The Greek depiction of these personified arts and sciences reveals to us their indissoluble link with memory. And if education is largely about initiation into subjects such as those listed above, then education, too, remains fundamentally dependent on memory.
What’s the nature of this link between memory, knowledge, art, and education? I think that this Greek allegory can be taken in two main senses: First, it’s obvious that, on a practical level, we can’t know or learn anything new without memory. The epic poet must have an excellent memory to retain and perform his verses, the historian must remember his dates, the astronomer must recall his constellations, just as the modern algebra student needs to remember certain formulas and the order of operations and how to use his Texas Instruments calculator. What’s known paves the way for what’s to be learned as well. All knowledge builds on what was in the mind before, and memory is in charge of that process. This is on the individual level.
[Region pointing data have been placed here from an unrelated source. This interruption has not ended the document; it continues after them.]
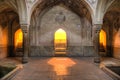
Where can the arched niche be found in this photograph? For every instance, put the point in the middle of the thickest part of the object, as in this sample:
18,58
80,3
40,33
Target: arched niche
111,24
60,41
102,39
18,42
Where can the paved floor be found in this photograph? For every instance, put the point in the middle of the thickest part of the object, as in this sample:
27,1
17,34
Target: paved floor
57,68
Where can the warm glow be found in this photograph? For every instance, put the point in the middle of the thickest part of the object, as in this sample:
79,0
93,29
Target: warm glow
61,65
60,41
103,38
117,39
18,38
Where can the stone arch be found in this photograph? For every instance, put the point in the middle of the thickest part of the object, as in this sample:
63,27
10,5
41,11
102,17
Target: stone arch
102,6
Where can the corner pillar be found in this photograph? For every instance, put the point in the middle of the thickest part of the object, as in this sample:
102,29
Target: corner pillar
96,31
25,30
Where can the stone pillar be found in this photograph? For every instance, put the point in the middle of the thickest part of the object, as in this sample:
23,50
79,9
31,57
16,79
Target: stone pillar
25,30
96,31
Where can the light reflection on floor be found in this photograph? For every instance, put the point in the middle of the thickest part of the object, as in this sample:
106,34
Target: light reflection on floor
61,65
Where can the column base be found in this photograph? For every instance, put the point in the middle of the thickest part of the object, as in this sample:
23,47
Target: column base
24,60
97,60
But in a second and more profound sense, the Greek myth reveals to us that, on a societal level, true art and science grow out of a collective remembrance of and reverence for the cultural past. To be truly skilled, one generation of painters must learn from those who went before. The poet must humbly receive the poetic tradition that predated him—as well as his society’s myths, heroes, and histories, of which he is, in part, to be a keeper—before he can begin to really compose. Imagine a scientist who refused to believe any of the facts, experiments, or theories that had gone before him and insisted on proving everything himself. He would make no scientific progress whatsoever.
The Nature of True Education
So the first task of the student is to humbly inherit the Memory (with a capital M) of his or her culture in general and his or her specific subject in particular. If the student wants Clio or Urania in his life, he must first let in Mnemosyne. That Memory can then give birth to new knowledge, creativity, and discovery. It isn’t just a matter of the practical need to train the memory for pragmatic purposes, so that the student can remember test answers, email passwords, grocery lists, and phone numbers (although who remembers phone numbers in this age of smartphones with contact lists?). It’s a matter of allowing oneself to be shaped by the best that the past has to offer, and to be shaped by it, we must bring it into our memories, make it part of us.True education, after all, means more than mere knowledge of facts or skills. True education means the formation of the whole person, including one’s character, one’s way of thinking, one’s actions, one’s morality. The further we go, the more deeply it appears that memory informs our lives and education. We’re defined, in part, by our memories—not just our personal experiences, but also the things that we have read, watched, listened to, seen, heard. All that we have consumed becomes, via our memory and imagination, part of us, and therefore shapes who we are.
With this in mind, we see how memory and imagination are critical for thinking well (one of the major goals of education). Memory of past experiences and knowledge provides us with the raw material for our reasoning to work on. If we provide our reasoning with poor material, we‘ll think badly. If we provide it with a rich array of sensory images, on the other hand, we’ll think well and truly. The great educator John Senior taught that if someone’s memory and imagination were poorly formed, their reasoning process would end in error. He struggled to reshape what he saw as the “diseased imaginations” of his students.
The question of what makes for good material to store in our memory and imagination will have to be the subject of a future article, but for the apex of the present consideration, we can say this: The most important work of the memory in education is—drawing on sources such as the collective cultural Memory—to store up images and ideas of the good, the true, and the beautiful to help in the formation of the person and to lay the foundation for future learning, thinking, and creating.